Subsampling
Here we demonstrate the subsampling procedure Discretized Density Sampling (DDS). DDS forms part of the subsampling suite in PumasQSP. For more details on other subsamping strategies see API section).
Julia environment
For this tutorial we will need the following packages:
Module | Description |
---|---|
PumasQSP | PumasQSP is used to formulate the QSP workflow. |
ModelingToolkit | The symbolic modeling environment |
DifferentialEquations | The numerical differential equation solvers |
DataSets | We will load our experimental data from datasets on JuliaHub. |
CSV | Handling delimited text data |
DataFrames | Handling tabular data manipulation |
Plots and StatsPlots | The plotting and visualization libraries used for this tutorial. |
First we prepare the environment by listing the packages we are using within the example.

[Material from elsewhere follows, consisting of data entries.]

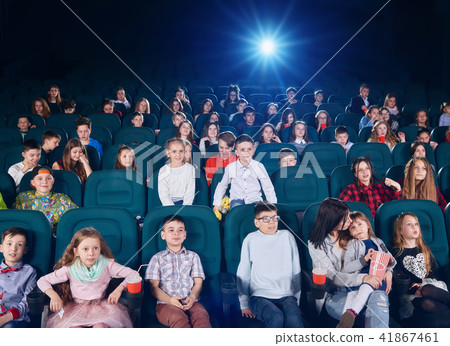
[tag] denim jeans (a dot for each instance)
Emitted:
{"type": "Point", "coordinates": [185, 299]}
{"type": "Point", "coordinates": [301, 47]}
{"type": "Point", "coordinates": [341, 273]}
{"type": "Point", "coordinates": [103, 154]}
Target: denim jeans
{"type": "Point", "coordinates": [277, 313]}
{"type": "Point", "coordinates": [376, 310]}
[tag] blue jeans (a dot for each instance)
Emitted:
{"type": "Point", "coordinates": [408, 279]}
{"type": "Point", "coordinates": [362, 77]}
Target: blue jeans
{"type": "Point", "coordinates": [236, 202]}
{"type": "Point", "coordinates": [376, 310]}
{"type": "Point", "coordinates": [277, 313]}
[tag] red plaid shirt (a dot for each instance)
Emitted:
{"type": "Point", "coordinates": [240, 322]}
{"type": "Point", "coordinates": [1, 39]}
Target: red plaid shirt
{"type": "Point", "coordinates": [375, 195]}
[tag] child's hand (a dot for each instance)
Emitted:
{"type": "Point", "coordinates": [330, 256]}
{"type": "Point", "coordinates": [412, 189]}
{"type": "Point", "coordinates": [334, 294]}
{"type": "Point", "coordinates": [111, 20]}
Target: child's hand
{"type": "Point", "coordinates": [56, 304]}
{"type": "Point", "coordinates": [175, 301]}
{"type": "Point", "coordinates": [189, 301]}
{"type": "Point", "coordinates": [247, 313]}
{"type": "Point", "coordinates": [115, 295]}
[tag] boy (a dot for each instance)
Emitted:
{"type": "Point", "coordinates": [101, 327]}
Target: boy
{"type": "Point", "coordinates": [84, 128]}
{"type": "Point", "coordinates": [246, 176]}
{"type": "Point", "coordinates": [360, 103]}
{"type": "Point", "coordinates": [17, 280]}
{"type": "Point", "coordinates": [287, 158]}
{"type": "Point", "coordinates": [137, 119]}
{"type": "Point", "coordinates": [341, 136]}
{"type": "Point", "coordinates": [248, 121]}
{"type": "Point", "coordinates": [24, 124]}
{"type": "Point", "coordinates": [372, 116]}
{"type": "Point", "coordinates": [31, 155]}
{"type": "Point", "coordinates": [224, 158]}
{"type": "Point", "coordinates": [50, 140]}
{"type": "Point", "coordinates": [176, 276]}
{"type": "Point", "coordinates": [269, 274]}
{"type": "Point", "coordinates": [242, 103]}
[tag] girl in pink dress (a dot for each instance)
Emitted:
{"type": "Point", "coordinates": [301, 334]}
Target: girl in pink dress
{"type": "Point", "coordinates": [83, 274]}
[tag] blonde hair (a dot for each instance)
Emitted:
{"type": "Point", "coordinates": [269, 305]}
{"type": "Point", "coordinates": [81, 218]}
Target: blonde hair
{"type": "Point", "coordinates": [68, 257]}
{"type": "Point", "coordinates": [399, 242]}
{"type": "Point", "coordinates": [425, 189]}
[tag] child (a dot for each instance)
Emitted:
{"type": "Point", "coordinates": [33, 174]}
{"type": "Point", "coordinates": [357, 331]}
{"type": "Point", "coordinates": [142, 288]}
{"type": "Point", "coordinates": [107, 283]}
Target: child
{"type": "Point", "coordinates": [125, 158]}
{"type": "Point", "coordinates": [137, 119]}
{"type": "Point", "coordinates": [444, 119]}
{"type": "Point", "coordinates": [341, 136]}
{"type": "Point", "coordinates": [24, 124]}
{"type": "Point", "coordinates": [84, 129]}
{"type": "Point", "coordinates": [371, 117]}
{"type": "Point", "coordinates": [268, 275]}
{"type": "Point", "coordinates": [416, 261]}
{"type": "Point", "coordinates": [176, 179]}
{"type": "Point", "coordinates": [224, 158]}
{"type": "Point", "coordinates": [357, 260]}
{"type": "Point", "coordinates": [17, 279]}
{"type": "Point", "coordinates": [83, 272]}
{"type": "Point", "coordinates": [31, 155]}
{"type": "Point", "coordinates": [246, 176]}
{"type": "Point", "coordinates": [176, 276]}
{"type": "Point", "coordinates": [287, 158]}
{"type": "Point", "coordinates": [50, 140]}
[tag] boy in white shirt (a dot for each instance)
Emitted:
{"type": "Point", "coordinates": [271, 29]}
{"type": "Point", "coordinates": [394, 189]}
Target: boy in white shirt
{"type": "Point", "coordinates": [246, 176]}
{"type": "Point", "coordinates": [269, 286]}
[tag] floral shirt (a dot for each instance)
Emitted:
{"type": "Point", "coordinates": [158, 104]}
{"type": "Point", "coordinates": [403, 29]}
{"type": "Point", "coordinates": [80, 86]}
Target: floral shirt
{"type": "Point", "coordinates": [53, 205]}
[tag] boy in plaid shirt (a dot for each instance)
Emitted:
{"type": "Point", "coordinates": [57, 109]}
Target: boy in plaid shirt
{"type": "Point", "coordinates": [176, 276]}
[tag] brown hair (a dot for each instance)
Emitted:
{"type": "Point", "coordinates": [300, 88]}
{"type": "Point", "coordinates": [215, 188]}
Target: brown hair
{"type": "Point", "coordinates": [398, 240]}
{"type": "Point", "coordinates": [425, 189]}
{"type": "Point", "coordinates": [68, 257]}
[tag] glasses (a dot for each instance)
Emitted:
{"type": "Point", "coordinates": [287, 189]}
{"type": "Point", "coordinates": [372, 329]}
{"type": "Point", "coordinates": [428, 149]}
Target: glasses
{"type": "Point", "coordinates": [266, 219]}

# Packages used for this example
using PumasQSP
using ModelingToolkit
using DifferentialEquations
using DataSets
using DataFrames
using CSV
using Distributions
using Plots
using StatsPlots
Model and Trials setup
We define our model using ModelingToolkit.jl
.
# Model states and their default values
@variables begin
t
y1(t) = 1.0
y2(t) = 0.0
y3(t) = 0.0
y4(t) = 0.0
y5(t) = 0.0
y6(t) = 0.0
y7(t) = 0.0
y8(t) = 0.0057
end
# Model parameters and their default values
@parameters begin
k1 = 1.71
k2 = 280.0
k3 = 8.32
k4 = 0.69
k5 = 0.43
k6 = 1.81
end
# Differential operator
D = Differential(t)
# Differential equations
eqs = [
D(y1) ~ (-k1*y1 + k5*y2 + k3*y3 + 0.0007),
D(y2) ~ (k1*y1 - 8.75*y2),
D(y3) ~ (-10.03*y3 + k5*y4 + 0.035*y5),
D(y4) ~ (k3*y2 + k1*y3 - 1.12*y4),
D(y5) ~ (-1.745*y5 + k5*y6 + k5*y7),
D(y6) ~ (-k2*y6*y8 + k4*y4 + k1*y5 - k5*y6 + k4*y7),
D(y7) ~ (k2*y6*y8 - k6*y7),
D(y8) ~ (-k2*y6*y8 + k6*y7)
]
# Model definition
@named model = ODESystem(eqs)
\[ \begin{align} \frac{\mathrm{d} \mathrm{y1}\left( t \right)}{\mathrm{d}t} =& 0.0007 + k5 \mathrm{y2}\left( t \right) + k3 \mathrm{y3}\left( t \right) - k1 \mathrm{y1}\left( t \right) \\ \frac{\mathrm{d} \mathrm{y2}\left( t \right)}{\mathrm{d}t} =& k1 \mathrm{y1}\left( t \right) - 8.75 \mathrm{y2}\left( t \right) \\ \frac{\mathrm{d} \mathrm{y3}\left( t \right)}{\mathrm{d}t} =& - 10.03 \mathrm{y3}\left( t \right) + k5 \mathrm{y4}\left( t \right) + 0.035 \mathrm{y5}\left( t \right) \\ \frac{\mathrm{d} \mathrm{y4}\left( t \right)}{\mathrm{d}t} =& - 1.12 \mathrm{y4}\left( t \right) + k3 \mathrm{y2}\left( t \right) + k1 \mathrm{y3}\left( t \right) \\ \frac{\mathrm{d} \mathrm{y5}\left( t \right)}{\mathrm{d}t} =& - 1.745 \mathrm{y5}\left( t \right) + k5 \mathrm{y6}\left( t \right) + k5 \mathrm{y7}\left( t \right) \\ \frac{\mathrm{d} \mathrm{y6}\left( t \right)}{\mathrm{d}t} =& k1 \mathrm{y5}\left( t \right) + k4 \mathrm{y4}\left( t \right) + k4 \mathrm{y7}\left( t \right) - k5 \mathrm{y6}\left( t \right) - k2 \mathrm{y6}\left( t \right) \mathrm{y8}\left( t \right) \\ \frac{\mathrm{d} \mathrm{y7}\left( t \right)}{\mathrm{d}t} =& - k6 \mathrm{y7}\left( t \right) + k2 \mathrm{y6}\left( t \right) \mathrm{y8}\left( t \right) \\ \frac{\mathrm{d} \mathrm{y8}\left( t \right)}{\mathrm{d}t} =& k6 \mathrm{y7}\left( t \right) - k2 \mathrm{y6}\left( t \right) \mathrm{y8}\left( t \right) \end{align} \]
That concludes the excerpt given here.